RIO+20: COUNTRIES ACCELERATE NEGOTIATIONS TO REACH ACCORD ON OUTCOME DOCUMENT

RIO+20: COUNTRIES ACCELERATE NEGOTIATIONS TO REACH ACCORD ON OUTCOME
DOCUMENT
New York, Jun 13 2012 2:05PM
Countries today started the last round of talks to come to an agreement on
the draft outcome document on environmental, economic and social issues at
the heart of the upcoming United Nations Conference on Sustainable
Development (Rio+20).

“These last three days are going to be absolutely crucial for diplomats,”
the Executive Coordinator of Rio+20, Brice Lalonde, said in an interview.
“Delegations are going to be working day and night, dividing themselves into
splintered groups to work more thoroughly on each issue, which is something
that they have accepted to do only for the last few days.”

The talks are the third and final session of Rio+20’s Preparatory Committee,
which will continue deliberations until Friday.

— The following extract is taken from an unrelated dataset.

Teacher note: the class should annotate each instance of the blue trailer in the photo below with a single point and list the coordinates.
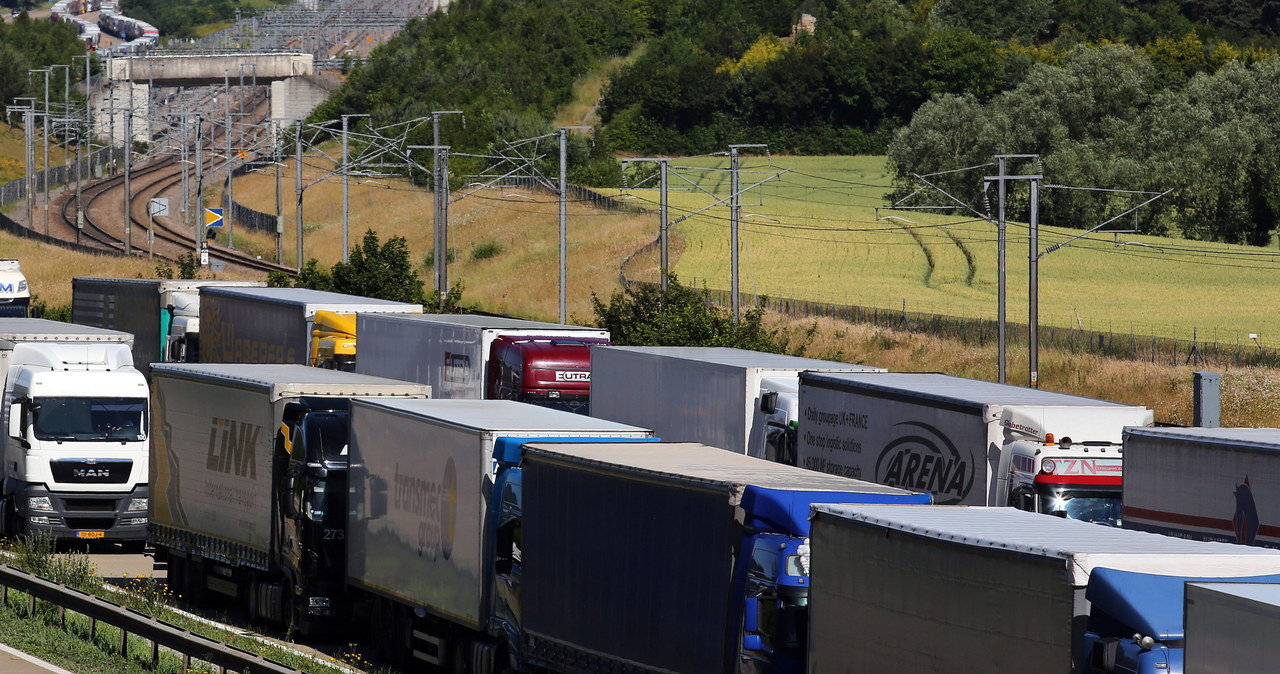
(1137, 620)
(673, 558)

The Committee’s various
groups will discuss issues such as the management of water, education,
health, sustainable transport, desertification and climate change, among
others.

More than 100 heads of State and government, along with thousands of
parliamentarians, mayors, UN officials, Chief Executive Officers and civil
society leaders are expected to attend Rio+20, from 20 to 22 June, to shape
new policies to promote prosperity, reduce poverty and advance social equity
and environmental protection.

Mr. Lalonde stressed that the groups will help accelerate negotiations on
the outcome document – but warned that this may make it harder for small
delegations with only a few members to follow them.

“This requires a lot of trust to be able to give a kind of mandate to your
group to negotiate on your behalf,” he said.

Mr. Lalonde underlined that despite the world’s current economic and
political uncertainties, countries need to think in the long-term when
negotiating the agreement, as it will be a blueprint for generations to
come.

“We are living in a very difficult crisis, but this conference is about
thinking of the next 20-30 years and not only the crisis,” he said. “We need
to reach a point by which all countries agree to discuss means of
implementation to help developing countries follow a sustainable development
path even though these entail costs.”

During the opening of the Preparatory Committee’s session, the
Secretary-General of Rio+20, Sha Zukang, urged countries to seize the moment
to achieve progress on negotiations.

“We need to look at the big picture,” Mr. Sha told the Preparatory Committee
members. “The whole world is watching and we simply cannot falter.”

Mr. Sha emphasized that the document must reflect the importance of the role
of non-governmental organizations and private enterprises in achieving
sustainable development, as well as the importance of transferring
technology and providing capacity building for developing countries so they
can shift towards a green economy.

“Governments bear responsibility, but they cannot do it alone,” Mr. Sha
said.

The previous round of Rio+20 preparatory talks – focussed on the gathering’s
outcome document – ended in New York in early June, with agreement reached
on more than 20 per cent of the document, with many additional paragraphs
close to agreement.

Secretary-General Ban Ki-moon has said that there is still much work ahead,
but foundations are in place for agreement on the remainder of the
negotiating text that is expected to become the outcome of the conference.

“I expect the negotiators to accomplish this in the days before ministers
and world leaders arrive in Rio. Leaders will then act to resolve all
outstanding issues,” he said in a press conference last week. “Their job is
to achieve renewed political commitment for sustainable development. We
aspire to nothing less than a global movement for generational change.”

Rio+20 follows on from the Earth Summit in 1992, also held in Rio de
Janeiro, during which countries adopted Agenda 21 – a blueprint to rethink
economic growth, advance social equity and ensure environmental protection.